Sécheresses et chaleur ont attisé le feu
S’il a atteint une telle vigueur, c’est que, depuis la mi-juin, la région subit des températures proches de 40 °C. « La vague de chaleur [...] a accentué la sécheresse des sols et fragilisé la végétation », analyse Météo-France. Depuis dimanche 6 juillet, le mercure est redescendu sous les 30 °C, mais le mistral, jusqu’à 90 km/heure en rafales, a pris le relais pour attiser l’incendie. Il devrait souffler fort, au moins encore pour la journée du 9 juillet.
Habitante des hauts de l’Estaque, Thérèse Autexier, 79 ans, s’apprête à entrer dans l’un des quatre gymnases mis à disposition par la Ville pour accueillir les personnes évacuées, aux alentours de 21 h 30. Elle rembobine les heures angoissantes qu’elle vient de vivre. « À 2 heures de l’après-midi, le feu commençait à s’approcher, raconte-t-elle. Alors, quand les flammes ont cerné la maison, c’est mon fils qui les a atténuées avec une pelle et l’arrosage. J’ai vu mon fils avec les flammes qui montaient jusqu’à la hauteur de son torse. Ma petite-fille a été prise de panique, elle a crié, elle appelait son père.
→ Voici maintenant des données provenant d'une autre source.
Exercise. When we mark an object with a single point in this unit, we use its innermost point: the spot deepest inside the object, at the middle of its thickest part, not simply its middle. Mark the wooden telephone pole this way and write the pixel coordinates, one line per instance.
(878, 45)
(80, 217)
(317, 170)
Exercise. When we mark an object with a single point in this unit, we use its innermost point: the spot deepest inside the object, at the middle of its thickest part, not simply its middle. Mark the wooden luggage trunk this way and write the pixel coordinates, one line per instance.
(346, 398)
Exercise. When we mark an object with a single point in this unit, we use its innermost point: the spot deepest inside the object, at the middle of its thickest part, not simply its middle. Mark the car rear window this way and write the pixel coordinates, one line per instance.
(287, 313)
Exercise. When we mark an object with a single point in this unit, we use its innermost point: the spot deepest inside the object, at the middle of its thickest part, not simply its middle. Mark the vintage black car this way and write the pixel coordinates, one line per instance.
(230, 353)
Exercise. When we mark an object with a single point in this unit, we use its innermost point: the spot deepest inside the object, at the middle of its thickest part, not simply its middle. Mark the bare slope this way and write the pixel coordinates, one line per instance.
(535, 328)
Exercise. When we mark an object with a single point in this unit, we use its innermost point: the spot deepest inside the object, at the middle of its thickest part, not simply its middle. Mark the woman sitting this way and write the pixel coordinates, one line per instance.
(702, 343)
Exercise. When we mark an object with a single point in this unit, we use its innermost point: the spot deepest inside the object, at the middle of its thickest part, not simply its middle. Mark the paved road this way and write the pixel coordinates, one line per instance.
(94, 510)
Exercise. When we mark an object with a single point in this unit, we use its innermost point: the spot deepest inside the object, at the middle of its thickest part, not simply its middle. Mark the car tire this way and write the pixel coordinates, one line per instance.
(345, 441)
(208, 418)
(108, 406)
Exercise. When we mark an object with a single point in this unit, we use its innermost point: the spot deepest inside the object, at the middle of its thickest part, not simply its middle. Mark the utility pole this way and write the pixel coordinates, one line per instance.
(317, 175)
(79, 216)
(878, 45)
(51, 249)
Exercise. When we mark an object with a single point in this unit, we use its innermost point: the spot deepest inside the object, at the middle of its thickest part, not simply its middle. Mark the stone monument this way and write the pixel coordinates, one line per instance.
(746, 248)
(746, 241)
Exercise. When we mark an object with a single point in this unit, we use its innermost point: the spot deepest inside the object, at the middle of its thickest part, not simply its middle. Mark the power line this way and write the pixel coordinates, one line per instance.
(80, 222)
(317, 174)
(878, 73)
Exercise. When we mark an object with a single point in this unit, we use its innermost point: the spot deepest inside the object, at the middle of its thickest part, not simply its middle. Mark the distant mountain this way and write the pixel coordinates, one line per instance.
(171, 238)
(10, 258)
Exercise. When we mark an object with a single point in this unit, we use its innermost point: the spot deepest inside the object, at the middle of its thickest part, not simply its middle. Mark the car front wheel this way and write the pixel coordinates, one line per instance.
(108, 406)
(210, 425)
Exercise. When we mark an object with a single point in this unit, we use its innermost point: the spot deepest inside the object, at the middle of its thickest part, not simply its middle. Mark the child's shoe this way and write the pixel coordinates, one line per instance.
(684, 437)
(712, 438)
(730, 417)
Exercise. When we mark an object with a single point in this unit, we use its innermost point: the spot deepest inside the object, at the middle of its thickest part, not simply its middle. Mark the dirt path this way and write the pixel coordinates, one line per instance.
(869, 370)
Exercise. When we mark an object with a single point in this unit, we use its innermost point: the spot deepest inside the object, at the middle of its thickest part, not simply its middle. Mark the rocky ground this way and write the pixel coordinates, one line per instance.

Mon fils ne voulait rien entendre, il voulait sauver la maison », expose l’Estaquéenne.
« On avait une pinède magnifique devant chez nous »
Tous les membres de la famille Autexier ont finalement été évacués par des policiers vers 16 heures à destination du port de l’Estaque. Retrouvera-t-elle sa maison intacte ? « Ce que nous appréhendons, ce sont les dégâts, la désolation. Parce qu’on avait une belle pinède devant chez nous, magnifique », soupire-t-elle.
Un panache de fumée irrite Marseille
Plus de 700 hectares de pinèdes et de garrigue sont dévastés. Plusieurs centaines d’habitants des Pennes-Mirabeau et de Marseille ont quitté précipitamment leur habitation. Une soixantaine de logements ont été endommagés par les flammes, selon les autorités.
Le panache de fumée a couvert Marseille d’un air irritant pour les yeux et pour la gorge. « La qualité de l’air est significativement dégradée », selon Atmosud. Les particules présentes dans l’air « sont dix fois supérieures aux normes journalières », alerte Dominique Robin, le directeur de cet organisme de surveillance de la qualité de l’air, auprès du média Made in Marseille. Une centaine de personnes, dont quelques pompiers, a été intoxiquée par les fumées.
Ils sont 1 000 à être mobilisés, dont des renforts de tout le Sud-Est — des Alpes-Maritimes, du Var, du Vaucluse — ainsi que de l’Ain et de la métropole de Lyon. « C’est une mauvaise saison qui commence pour nous », lâche un pompier.